By such an association of the fluid connections to one of the chambers, the fluid is given a flow path. The fluid flows through a fluid connection in one of the chambers and passes along the interruption in the partition into the second chamber. There it flows along the second chamber to a second fluid port and out of the housing. Furthermore, by such a guided flow and the emergence of congestion, which can lead to local temperature increases avoided.

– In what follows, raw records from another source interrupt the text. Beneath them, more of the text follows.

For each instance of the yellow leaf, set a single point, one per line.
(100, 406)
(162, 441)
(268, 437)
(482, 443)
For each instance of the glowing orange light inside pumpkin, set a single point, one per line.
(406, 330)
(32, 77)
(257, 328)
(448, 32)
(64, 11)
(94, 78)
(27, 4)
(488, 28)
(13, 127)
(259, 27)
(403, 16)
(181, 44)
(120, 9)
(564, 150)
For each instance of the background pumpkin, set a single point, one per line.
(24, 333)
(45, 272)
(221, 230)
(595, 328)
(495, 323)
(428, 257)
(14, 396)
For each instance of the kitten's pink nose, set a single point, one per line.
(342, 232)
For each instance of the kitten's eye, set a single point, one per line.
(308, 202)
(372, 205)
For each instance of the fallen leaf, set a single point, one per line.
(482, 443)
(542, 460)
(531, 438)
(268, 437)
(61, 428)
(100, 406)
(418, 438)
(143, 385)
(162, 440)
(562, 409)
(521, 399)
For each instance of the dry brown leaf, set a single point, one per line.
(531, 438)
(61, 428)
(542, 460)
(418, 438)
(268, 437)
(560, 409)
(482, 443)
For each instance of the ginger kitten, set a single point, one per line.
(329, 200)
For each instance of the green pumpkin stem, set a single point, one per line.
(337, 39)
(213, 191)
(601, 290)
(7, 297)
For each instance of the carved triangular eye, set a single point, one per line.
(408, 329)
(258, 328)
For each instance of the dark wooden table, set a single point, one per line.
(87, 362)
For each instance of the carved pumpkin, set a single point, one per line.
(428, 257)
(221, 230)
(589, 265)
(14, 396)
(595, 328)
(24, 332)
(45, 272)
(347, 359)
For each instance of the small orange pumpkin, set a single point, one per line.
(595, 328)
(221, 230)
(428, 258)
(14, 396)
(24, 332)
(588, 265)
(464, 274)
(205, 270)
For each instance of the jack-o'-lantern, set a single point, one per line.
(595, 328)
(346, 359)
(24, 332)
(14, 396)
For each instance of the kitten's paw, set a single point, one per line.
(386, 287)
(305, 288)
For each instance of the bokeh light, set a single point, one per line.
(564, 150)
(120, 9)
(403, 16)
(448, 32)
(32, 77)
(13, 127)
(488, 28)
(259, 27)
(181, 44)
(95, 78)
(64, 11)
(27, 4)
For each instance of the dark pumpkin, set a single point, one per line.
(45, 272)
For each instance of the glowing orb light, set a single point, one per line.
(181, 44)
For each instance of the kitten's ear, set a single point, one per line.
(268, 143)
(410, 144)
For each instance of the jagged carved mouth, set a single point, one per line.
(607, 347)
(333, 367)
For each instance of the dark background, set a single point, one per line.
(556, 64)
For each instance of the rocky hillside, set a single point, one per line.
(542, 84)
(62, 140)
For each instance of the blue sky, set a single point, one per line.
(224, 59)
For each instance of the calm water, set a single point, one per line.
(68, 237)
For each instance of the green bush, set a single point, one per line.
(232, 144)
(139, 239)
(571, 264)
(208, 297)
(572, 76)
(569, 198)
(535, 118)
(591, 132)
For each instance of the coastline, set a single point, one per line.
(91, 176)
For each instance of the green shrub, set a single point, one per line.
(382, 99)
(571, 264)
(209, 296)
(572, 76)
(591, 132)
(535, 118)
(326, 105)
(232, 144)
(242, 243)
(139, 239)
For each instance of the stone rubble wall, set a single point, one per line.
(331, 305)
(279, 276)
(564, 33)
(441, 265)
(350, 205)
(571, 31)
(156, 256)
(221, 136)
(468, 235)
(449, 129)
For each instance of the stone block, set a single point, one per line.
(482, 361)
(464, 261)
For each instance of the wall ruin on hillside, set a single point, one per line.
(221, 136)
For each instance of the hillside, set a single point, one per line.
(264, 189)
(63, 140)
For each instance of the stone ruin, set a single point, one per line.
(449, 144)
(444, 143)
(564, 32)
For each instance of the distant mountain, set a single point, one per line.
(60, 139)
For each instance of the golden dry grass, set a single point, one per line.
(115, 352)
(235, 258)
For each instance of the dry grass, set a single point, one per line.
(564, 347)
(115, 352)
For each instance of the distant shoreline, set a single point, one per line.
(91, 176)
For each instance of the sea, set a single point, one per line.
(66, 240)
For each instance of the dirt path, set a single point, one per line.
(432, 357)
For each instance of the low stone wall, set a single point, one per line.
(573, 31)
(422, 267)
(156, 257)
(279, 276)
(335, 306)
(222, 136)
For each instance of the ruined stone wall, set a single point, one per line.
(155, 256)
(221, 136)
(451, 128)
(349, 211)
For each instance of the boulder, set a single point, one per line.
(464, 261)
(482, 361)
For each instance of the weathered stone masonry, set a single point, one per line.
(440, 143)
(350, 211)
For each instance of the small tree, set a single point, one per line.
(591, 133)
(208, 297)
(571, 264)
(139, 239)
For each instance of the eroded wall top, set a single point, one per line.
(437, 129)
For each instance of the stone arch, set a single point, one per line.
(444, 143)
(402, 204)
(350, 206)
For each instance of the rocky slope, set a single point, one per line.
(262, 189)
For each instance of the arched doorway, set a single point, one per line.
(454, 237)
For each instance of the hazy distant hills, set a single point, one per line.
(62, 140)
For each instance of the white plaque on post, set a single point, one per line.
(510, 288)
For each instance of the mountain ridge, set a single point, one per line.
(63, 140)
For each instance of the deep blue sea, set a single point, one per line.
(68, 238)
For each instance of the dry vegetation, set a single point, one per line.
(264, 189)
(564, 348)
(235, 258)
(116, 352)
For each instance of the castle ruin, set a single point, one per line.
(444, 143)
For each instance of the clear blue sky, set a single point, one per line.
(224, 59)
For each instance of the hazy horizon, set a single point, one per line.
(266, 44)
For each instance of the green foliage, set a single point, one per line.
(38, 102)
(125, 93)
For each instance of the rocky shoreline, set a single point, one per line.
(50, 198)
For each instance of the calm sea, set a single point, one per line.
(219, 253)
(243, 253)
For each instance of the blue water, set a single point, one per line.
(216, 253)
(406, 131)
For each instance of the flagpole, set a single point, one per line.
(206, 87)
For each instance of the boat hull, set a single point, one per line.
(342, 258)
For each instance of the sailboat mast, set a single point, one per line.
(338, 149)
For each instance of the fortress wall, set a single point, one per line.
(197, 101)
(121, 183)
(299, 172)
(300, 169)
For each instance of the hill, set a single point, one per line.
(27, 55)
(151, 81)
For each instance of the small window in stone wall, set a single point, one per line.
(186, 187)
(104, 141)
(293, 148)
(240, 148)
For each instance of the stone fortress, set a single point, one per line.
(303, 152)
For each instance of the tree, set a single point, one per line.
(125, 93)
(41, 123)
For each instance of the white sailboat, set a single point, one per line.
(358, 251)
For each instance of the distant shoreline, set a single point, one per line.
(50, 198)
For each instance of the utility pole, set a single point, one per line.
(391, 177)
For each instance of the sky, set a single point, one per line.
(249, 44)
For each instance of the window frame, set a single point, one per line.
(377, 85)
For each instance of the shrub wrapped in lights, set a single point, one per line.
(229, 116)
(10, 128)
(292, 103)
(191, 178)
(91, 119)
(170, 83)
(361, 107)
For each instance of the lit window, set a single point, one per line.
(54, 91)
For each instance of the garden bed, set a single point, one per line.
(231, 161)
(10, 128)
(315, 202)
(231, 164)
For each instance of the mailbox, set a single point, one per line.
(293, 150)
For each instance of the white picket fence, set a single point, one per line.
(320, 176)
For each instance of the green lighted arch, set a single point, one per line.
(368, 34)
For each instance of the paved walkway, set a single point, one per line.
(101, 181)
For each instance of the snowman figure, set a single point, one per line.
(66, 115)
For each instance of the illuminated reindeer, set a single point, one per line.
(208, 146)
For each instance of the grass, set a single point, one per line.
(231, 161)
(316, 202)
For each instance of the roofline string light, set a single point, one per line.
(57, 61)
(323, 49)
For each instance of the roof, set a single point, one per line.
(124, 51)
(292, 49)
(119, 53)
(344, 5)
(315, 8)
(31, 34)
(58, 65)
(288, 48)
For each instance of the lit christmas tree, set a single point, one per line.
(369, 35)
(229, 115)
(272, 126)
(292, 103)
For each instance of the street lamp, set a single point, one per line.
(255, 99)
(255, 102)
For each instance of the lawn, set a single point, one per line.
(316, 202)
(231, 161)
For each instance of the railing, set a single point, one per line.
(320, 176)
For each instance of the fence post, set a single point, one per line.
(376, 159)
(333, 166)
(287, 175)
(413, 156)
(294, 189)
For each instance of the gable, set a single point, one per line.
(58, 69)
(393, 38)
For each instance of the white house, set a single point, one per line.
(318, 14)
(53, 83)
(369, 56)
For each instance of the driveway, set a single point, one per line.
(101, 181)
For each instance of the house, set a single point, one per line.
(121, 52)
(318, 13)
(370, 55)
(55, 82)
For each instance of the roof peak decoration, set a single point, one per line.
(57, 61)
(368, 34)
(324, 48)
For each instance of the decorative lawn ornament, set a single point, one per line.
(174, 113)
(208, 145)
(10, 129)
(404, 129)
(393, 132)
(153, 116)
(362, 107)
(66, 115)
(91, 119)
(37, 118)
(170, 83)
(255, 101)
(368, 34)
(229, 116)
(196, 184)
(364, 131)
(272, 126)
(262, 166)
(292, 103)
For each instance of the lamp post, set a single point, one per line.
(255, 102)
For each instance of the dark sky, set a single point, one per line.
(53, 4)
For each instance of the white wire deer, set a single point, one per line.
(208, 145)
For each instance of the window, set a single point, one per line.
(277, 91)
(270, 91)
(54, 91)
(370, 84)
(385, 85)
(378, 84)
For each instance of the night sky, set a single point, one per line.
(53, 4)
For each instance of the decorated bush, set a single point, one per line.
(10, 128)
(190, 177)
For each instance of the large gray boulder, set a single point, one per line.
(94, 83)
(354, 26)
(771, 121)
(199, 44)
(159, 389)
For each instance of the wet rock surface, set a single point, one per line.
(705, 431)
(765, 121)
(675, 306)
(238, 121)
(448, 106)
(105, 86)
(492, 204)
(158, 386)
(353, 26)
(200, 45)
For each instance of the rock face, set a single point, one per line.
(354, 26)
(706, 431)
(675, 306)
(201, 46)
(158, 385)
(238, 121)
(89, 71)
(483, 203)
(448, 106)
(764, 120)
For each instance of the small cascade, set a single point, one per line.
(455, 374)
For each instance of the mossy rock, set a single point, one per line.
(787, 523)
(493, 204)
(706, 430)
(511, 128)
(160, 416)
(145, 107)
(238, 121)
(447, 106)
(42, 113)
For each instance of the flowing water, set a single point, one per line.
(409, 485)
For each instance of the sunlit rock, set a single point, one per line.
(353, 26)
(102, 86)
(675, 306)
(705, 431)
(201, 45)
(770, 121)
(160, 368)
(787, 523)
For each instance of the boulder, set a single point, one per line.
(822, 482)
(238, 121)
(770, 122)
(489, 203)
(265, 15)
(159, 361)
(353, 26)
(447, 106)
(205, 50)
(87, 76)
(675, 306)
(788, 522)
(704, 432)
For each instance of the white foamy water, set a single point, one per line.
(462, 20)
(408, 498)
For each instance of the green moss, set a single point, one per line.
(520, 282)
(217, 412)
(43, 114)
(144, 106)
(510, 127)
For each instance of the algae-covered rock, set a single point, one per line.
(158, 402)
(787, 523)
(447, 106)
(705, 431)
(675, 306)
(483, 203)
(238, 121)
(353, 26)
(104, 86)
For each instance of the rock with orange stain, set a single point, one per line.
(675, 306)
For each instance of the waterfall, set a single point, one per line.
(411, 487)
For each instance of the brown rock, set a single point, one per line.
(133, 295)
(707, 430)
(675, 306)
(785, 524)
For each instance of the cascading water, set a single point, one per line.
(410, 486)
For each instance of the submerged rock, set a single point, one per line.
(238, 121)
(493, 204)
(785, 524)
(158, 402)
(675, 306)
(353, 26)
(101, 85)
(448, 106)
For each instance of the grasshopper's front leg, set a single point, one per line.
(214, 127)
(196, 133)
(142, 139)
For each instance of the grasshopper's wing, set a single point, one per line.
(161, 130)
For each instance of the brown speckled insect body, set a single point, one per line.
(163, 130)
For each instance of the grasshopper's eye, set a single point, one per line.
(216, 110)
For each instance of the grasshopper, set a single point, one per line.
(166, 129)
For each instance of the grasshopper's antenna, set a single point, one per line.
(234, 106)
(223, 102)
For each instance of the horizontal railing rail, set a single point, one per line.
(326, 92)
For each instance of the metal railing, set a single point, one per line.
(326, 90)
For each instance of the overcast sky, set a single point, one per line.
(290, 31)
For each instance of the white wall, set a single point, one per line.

Advantageous developments of the present invention are described in the subclaims and the following description of the figures.

Brief description of the drawings

In the following the invention will be explained in detail by means of embodiments with reference to the drawings. In the drawings show:

1 a perspective view of a heat exchanger according to the invention, wherein the upper housing part is detached from the lower housing part,

2 a further perspective view of a heat exchanger according to the 1 .

3 a perspective view of a heat exchanger according to the invention, with a multi-part housing, which consists of a trough-like housing lower part and a housing upper part, and

4 a detailed view of the heat exchanger according to 3 , wherein in the interior of the trough-like housing lower part, a plurality of flow guide elements is shown, which are formed partly as rectilinear walls and partly as cylindrical nubs.

Preferred embodiment of the invention

The 1 shows a perspective view of a heat exchanger 1 , The heat exchanger 1 consists essentially of a housing 9 , which by a housing lower part 2 and an upper housing part 3 is formed. The heat exchanger 1 has a first fluid port 6 on and a second fluid connection 7 , The two fluid connections 6 . 7 can optionally be used as a fluid inlet or outlet.

The upper housing part 3 has essentially a flat extension. The lower housing part 2 is essentially formed of a trough-like bottom area with erected edge areas. The upper housing part 3 is dimensioned so that it is the lower housing part 2 fits perfectly. Between the upper housing part 3 and the lower housing part 2 it is thus possible to produce a fluid-tight connection. The internal volume, which is between the lower part of the housing 2 and the upper housing part 3 is formed, corresponds to the volume of the housing 9 , which can be traversed by a fluid.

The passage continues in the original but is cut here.